Wednesday, March 27, 2013

Standing on the Shoulders and Questioning the View


Thomas Gardner, in his article “Jorie Graham’s The End of Beauty and a Fresh Look at Modernism,” analyzes Graham’s use of liminal space in contrast to modernist poets that came before her.  Inspired by a Graham’s statement in which she claims that the Western view of what the in-between space can actually do has been narrowed by modernist poets, Gardner explores what happens when her poems are placed against those of three well-known modernist poets: Stevens, Frost, and Eliot. With each poem, Gardner emphasizes where the modernist poet moves in both directions in regard to the in-between space and how Graham then opens that space and dwells there. Garner compares Stevens’s “The Idea of Order at Key West” to Graham’s “Ravel and Unravel,” Frost’s “Birches” to Graham’s “Vertigo,” and Eliot’s The Waste Land to Graham’s “Pollock and Canvas.” By focusing on these works, Gardner discovers how Graham pulls from modernist poets and applies her interest in the “moment of process,” expanding and challenging the way these poets dealt with the questions that arose in their writing.

                When looking at Stevens’s poem in relation to “Ravel and Unravel,” Gardner suggests that both poets ask similar questions: the speaker encounters a gap and tries to work through his/her response.

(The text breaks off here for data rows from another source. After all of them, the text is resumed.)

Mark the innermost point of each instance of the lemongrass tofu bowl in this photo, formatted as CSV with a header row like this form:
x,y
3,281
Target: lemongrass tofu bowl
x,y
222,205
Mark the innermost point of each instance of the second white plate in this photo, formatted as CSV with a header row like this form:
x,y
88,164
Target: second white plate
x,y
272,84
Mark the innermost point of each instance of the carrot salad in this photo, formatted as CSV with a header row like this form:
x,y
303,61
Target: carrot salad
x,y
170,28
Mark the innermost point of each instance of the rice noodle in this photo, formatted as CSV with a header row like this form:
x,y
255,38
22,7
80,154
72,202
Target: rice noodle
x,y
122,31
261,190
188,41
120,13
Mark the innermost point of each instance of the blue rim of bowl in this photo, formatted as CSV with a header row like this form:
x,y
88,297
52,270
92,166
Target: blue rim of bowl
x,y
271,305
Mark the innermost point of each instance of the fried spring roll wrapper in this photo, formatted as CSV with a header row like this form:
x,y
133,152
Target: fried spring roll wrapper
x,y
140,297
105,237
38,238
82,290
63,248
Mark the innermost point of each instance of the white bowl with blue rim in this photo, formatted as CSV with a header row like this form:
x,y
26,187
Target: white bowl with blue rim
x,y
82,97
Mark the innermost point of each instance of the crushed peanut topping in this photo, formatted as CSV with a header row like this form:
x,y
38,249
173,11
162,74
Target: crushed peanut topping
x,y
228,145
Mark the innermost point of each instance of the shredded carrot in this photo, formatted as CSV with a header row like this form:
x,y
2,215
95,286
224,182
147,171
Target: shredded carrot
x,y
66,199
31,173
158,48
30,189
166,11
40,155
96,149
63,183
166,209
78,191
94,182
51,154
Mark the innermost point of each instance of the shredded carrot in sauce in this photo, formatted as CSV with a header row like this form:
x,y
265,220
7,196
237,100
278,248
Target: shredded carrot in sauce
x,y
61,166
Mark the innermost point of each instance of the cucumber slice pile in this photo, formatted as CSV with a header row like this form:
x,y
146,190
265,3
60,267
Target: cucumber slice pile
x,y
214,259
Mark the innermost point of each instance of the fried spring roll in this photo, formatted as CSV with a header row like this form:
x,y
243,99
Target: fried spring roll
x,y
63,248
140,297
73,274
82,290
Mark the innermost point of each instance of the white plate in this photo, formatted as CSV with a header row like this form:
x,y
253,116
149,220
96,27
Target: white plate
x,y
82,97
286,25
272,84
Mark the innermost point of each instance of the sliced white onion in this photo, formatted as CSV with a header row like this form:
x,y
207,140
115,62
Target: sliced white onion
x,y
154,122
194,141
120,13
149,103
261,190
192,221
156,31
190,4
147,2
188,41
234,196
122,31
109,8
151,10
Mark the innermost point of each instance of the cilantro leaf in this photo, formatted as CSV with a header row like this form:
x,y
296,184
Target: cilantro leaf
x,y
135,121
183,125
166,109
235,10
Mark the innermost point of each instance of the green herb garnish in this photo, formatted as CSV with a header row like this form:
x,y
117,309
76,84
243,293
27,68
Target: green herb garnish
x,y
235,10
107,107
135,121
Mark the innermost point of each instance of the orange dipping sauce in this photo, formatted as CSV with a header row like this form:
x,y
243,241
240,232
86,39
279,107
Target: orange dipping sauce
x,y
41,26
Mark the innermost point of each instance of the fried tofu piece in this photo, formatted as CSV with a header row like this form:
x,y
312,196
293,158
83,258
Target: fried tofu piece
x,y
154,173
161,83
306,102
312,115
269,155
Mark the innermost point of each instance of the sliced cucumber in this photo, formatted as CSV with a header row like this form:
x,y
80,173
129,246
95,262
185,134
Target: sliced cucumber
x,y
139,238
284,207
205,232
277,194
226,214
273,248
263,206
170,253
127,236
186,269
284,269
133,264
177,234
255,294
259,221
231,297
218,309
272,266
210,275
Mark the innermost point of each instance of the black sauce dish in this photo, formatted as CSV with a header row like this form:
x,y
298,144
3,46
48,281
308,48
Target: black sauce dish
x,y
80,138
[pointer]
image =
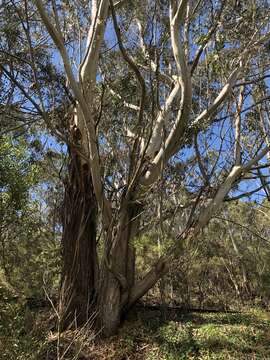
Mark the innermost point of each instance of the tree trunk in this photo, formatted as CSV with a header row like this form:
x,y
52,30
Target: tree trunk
x,y
80,261
118,270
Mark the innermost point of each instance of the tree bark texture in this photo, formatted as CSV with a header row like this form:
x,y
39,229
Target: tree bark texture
x,y
80,261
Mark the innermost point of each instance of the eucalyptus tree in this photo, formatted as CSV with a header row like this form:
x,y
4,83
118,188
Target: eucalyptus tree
x,y
159,93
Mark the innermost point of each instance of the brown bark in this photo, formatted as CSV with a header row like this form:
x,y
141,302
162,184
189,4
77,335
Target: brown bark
x,y
80,262
118,270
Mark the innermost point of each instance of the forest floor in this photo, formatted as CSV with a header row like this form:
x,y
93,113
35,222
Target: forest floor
x,y
146,335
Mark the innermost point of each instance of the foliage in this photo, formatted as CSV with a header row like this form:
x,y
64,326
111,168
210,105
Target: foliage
x,y
29,250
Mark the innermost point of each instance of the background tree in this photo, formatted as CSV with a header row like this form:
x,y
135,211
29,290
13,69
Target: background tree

However, when Graham takes it up years later, she shifts the ending of enraged order and takes it back and slows the poem down to the moment just before the shape if formed, the “moment of process” in which the mind is most fully engaged. Gardner finds a similar occurrence in his comparison of “Birches” to “Vertigo.” However, while “Birches” seems to present a circular movement, Graham freezes the moment and challenges the idea the “earth is the best place for love” by declaring that it “cannot love.” In slowing the moment with frantic questions, Graham concludes that the body, much like the form of poetry, limits the mind, unable to follow its boundless flights. Graham also challenges the idea found in The Waste Land in which Eliot refers to a buried corpse as the death of culture and wonders if some new form will grow to replace it. Graham revisions this idea by claiming it is not “controlling hands” but a shift in view, a removing of hands, that creates a new form.

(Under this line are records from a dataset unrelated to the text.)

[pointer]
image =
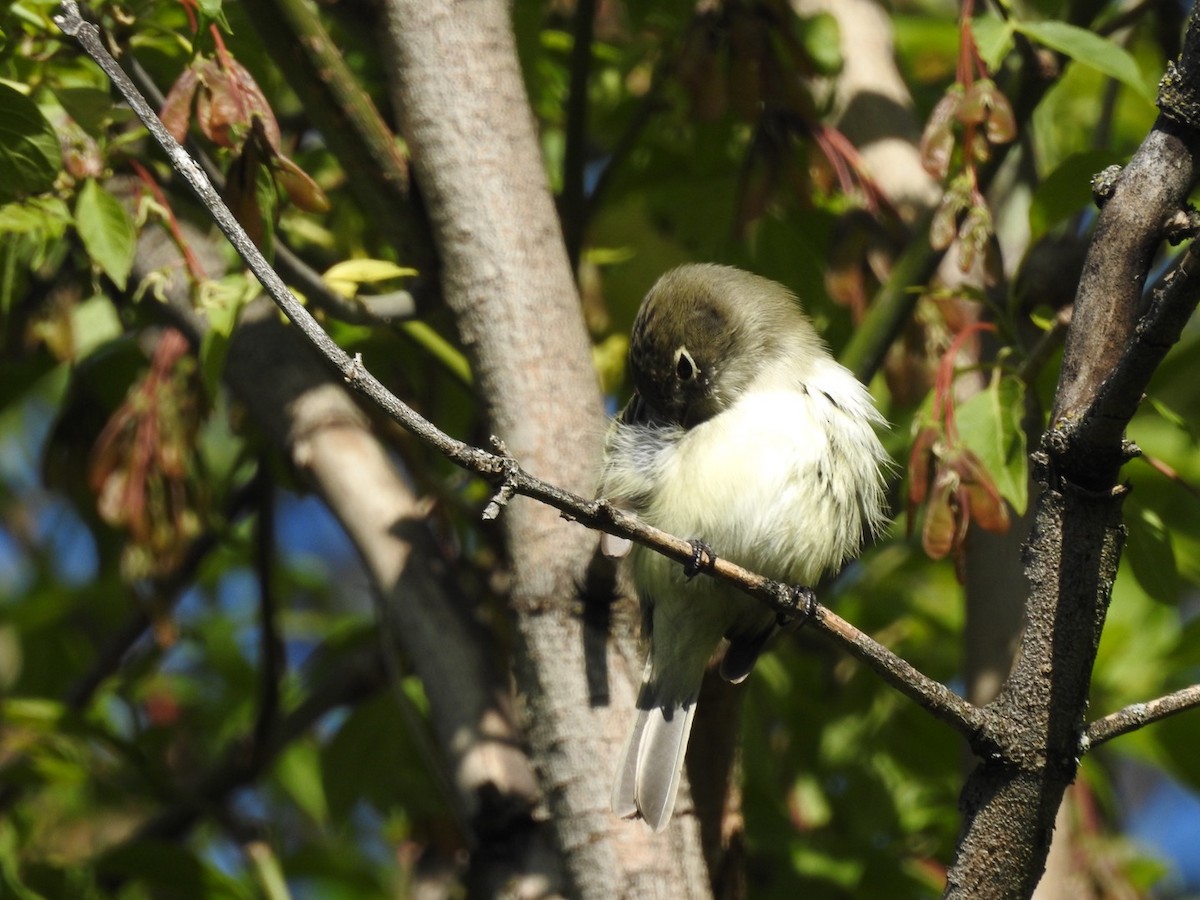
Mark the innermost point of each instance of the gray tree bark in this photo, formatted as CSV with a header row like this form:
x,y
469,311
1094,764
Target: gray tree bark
x,y
505,276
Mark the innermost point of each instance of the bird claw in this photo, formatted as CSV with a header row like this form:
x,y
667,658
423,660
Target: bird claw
x,y
702,557
804,601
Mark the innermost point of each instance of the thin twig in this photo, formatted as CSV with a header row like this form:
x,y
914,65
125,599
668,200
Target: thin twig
x,y
502,469
1138,715
271,658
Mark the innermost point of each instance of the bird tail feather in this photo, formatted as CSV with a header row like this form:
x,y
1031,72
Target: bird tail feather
x,y
652,765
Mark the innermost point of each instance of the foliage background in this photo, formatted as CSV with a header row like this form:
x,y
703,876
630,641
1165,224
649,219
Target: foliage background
x,y
169,624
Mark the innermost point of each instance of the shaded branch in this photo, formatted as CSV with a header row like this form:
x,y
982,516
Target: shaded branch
x,y
1138,715
387,309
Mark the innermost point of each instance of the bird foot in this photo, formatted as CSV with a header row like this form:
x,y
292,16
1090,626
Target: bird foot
x,y
804,603
702,558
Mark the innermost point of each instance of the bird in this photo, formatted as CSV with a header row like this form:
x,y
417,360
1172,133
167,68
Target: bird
x,y
745,436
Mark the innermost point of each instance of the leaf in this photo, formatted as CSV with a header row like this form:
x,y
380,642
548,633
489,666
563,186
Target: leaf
x,y
90,107
994,39
30,157
299,773
94,323
1151,555
107,232
177,108
299,186
990,425
1066,191
821,39
1089,49
346,276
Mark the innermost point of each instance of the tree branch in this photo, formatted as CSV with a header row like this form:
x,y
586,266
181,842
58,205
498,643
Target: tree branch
x,y
1138,715
503,469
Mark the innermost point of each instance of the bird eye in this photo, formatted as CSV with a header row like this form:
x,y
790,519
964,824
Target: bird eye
x,y
685,366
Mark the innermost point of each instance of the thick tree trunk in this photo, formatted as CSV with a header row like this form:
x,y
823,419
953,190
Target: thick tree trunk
x,y
477,160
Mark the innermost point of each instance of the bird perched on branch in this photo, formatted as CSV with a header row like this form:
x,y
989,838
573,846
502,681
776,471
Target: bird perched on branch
x,y
747,436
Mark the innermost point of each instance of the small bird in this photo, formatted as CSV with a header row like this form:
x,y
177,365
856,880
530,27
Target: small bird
x,y
745,436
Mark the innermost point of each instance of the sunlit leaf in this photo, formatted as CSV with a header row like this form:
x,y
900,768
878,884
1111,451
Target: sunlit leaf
x,y
107,232
1090,49
990,423
30,157
1066,191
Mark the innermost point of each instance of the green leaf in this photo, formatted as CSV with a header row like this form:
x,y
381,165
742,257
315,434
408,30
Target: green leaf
x,y
1066,190
94,323
345,277
990,425
30,157
1151,555
107,232
1089,49
299,773
821,39
994,39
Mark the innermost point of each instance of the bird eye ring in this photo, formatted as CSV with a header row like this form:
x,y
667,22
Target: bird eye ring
x,y
685,366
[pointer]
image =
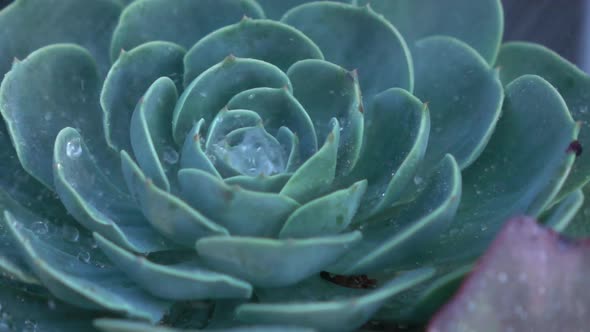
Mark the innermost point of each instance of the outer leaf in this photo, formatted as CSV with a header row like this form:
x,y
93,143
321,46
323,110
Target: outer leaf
x,y
95,201
396,133
402,237
35,107
168,214
463,94
265,40
28,25
211,91
561,214
291,260
128,80
148,20
330,214
151,134
24,311
183,281
521,171
326,91
517,59
77,282
242,212
479,24
529,280
322,21
336,315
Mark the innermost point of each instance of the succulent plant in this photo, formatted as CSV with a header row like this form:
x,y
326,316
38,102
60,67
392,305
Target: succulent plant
x,y
269,165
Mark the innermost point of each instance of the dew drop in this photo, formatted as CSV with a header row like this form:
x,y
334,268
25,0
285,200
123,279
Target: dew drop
x,y
83,256
40,227
70,233
74,148
169,155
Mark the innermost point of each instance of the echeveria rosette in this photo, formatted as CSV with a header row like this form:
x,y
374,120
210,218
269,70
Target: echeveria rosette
x,y
230,150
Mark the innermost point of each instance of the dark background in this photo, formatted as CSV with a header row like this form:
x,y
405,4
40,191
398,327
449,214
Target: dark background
x,y
556,24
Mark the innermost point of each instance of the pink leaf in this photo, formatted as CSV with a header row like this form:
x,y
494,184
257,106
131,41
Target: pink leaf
x,y
531,279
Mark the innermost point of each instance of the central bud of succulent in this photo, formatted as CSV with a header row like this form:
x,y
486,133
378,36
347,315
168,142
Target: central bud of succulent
x,y
251,151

                Through Garner’s investigation, Graham’s poems take on a new dimension in regards to the poetry movement as well as open up a new way of thinking and of questioning. Instead of accepting the in-between space as prescribed by past poets, Gardner demonstrates how Graham challenges and expands on their way of thinking by focusing on the “moment of process.”

Wednesday, March 20, 2013

The End of Beauty


Perhaps it is my research regarding Schnackenberg’s use of thresholds that has me tuned to liminal spaces, but in reading Jorie Graham’s The End of Beauty, she seemed to be dwelling in the liminal. In the beginning, I noticed her tendency to describe objects or features through a binary of black and white or dark and light; however, as I moved through the volume, she seemed to lean into shadow, into that liminal space of what lies in between and the shifting back and forth between. For example, Graham describes the transition of light to dark across the human form:

            We stood there. Your face went out a long time

            before the rest of it. Can’t see you anymore I said. Nor I,

            you, whatever you still were

            replied. (What the End is For)

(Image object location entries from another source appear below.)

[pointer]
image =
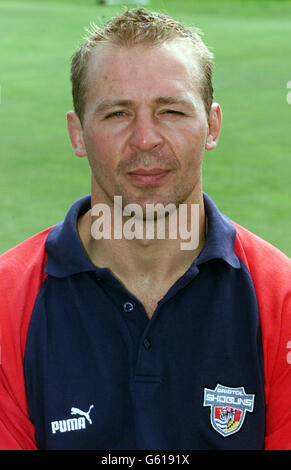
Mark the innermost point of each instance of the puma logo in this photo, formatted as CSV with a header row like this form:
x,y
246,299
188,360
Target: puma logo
x,y
76,411
73,424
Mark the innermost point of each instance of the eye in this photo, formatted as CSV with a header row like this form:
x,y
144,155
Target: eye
x,y
115,114
173,111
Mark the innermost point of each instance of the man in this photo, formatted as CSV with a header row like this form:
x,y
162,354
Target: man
x,y
128,342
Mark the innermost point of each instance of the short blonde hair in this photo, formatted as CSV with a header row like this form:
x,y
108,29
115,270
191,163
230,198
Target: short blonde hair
x,y
139,26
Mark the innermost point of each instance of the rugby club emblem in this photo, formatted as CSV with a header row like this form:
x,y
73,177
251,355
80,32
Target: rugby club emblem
x,y
228,407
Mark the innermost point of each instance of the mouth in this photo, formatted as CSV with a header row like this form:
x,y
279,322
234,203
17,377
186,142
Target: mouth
x,y
145,176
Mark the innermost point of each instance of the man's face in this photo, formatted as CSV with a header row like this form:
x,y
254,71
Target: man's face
x,y
145,126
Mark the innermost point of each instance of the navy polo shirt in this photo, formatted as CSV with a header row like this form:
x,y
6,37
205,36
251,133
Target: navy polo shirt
x,y
100,375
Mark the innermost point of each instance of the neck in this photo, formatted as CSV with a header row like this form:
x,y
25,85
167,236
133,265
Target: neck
x,y
158,258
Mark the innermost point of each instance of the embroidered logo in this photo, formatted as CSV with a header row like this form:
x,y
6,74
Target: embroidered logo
x,y
228,407
72,424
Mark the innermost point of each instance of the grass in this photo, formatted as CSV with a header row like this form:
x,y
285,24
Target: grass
x,y
248,175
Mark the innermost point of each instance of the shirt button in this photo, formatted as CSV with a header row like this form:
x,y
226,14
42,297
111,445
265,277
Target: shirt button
x,y
127,307
147,343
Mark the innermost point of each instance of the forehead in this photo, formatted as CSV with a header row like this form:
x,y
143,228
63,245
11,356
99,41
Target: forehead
x,y
142,69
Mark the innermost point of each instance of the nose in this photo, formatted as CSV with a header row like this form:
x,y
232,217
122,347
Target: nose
x,y
145,134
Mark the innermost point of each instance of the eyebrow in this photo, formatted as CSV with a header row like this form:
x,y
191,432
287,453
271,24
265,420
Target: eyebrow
x,y
161,101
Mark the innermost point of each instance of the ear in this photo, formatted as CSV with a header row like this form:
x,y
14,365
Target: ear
x,y
214,126
76,134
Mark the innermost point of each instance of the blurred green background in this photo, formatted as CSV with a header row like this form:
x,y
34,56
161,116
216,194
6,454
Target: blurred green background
x,y
247,175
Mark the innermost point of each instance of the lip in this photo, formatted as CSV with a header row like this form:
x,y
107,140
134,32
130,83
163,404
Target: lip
x,y
146,176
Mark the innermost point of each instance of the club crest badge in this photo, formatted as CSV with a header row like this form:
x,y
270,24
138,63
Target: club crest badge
x,y
228,408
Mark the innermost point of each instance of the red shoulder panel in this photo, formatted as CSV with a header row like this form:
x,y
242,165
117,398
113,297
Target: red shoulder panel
x,y
21,277
271,273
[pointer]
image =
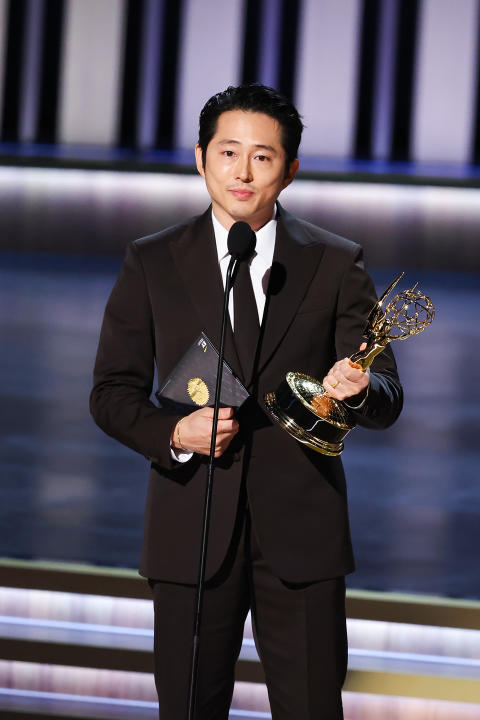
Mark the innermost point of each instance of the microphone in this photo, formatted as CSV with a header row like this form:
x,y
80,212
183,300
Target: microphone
x,y
241,241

As the darkness crosses over “Your face,” the speaker not only describes his or her inability to distinguish the form of the “you” but seems to question whether the lack of light has altered his or her understanding of the “you,” unsure as to if “you” is still the same “you.”  Graham returns to this idea later in “Imperialism,” in which the form is shifted by the play of the light:

            Last night I watched your face in the lamplight fluttering—

We were trying to talk—The kerosene was thinning—

You never had your face but something like cleared light then

soiled light

(roiling)

            and on it all—imprint that would not take—eyeholes, mouth hole. There were moths.

 

Again, Graham seems to be questioning the form of the face and whether it defines the person. She then continues with this idea of liminality:

            There was a space across which you and your shadow, pacing,

            broke,

and around you pockets of shadow, sucking, shutting.

 

In this liminal space, Graham seems to ponder the idea of the created body and the idea of shapes and forms. Much like Teresa of Avila who believed in a passive state in which the mind could reach a state no longer aware of the body,  Graham seems to question the relationship between the mind and the body as well as the body’s inability to go where the mind desire to go. For example, in her poem “Vertigo,” the speaker asks what it is that pulls at one, the emptiness at the beginning of the story:

            The mind trying to fasten

            and fasten, the mind feeling it like a sickness this wanting

            to snag, catch hold, begin, the mind crawling out to the edge of the cliff

            and feeling the body as if for the first time—how it cannot follow, cannot love.

 

At the risk of full disclosure, I found Graham’s work incredible challenging, and I am not sure exactly what made it so difficult. I enjoyed the poetic images that she creates in a single stanza comprised of a single phase. While her poems seems to have a narrative, taking me on a sort of linear journey, her descriptions seemingly trivial images, creating a beautiful image despite her attempts not to.  Despite my general confusion, I was able to pick up patterns, repeating images or concepts.

Wednesday, March 6, 2013

Playing in Shadow - Anne Carson's Nox


I could focus on the obvious: the fact this this is an unexpected accordion text in a box. But I think that Charisson does a really thorough job of investigating the text, mentioning possibilities that I hadn’t thought of before. For example, when presented from the back, it is a blank book, adding an even deeper sense of loss and nothingness. I did attempt to unfold the entire book but only got halfway through before I ran out of floor. What I was able to unfold did provide a different viewing experience, highlighting the gaps of white space, text, and images.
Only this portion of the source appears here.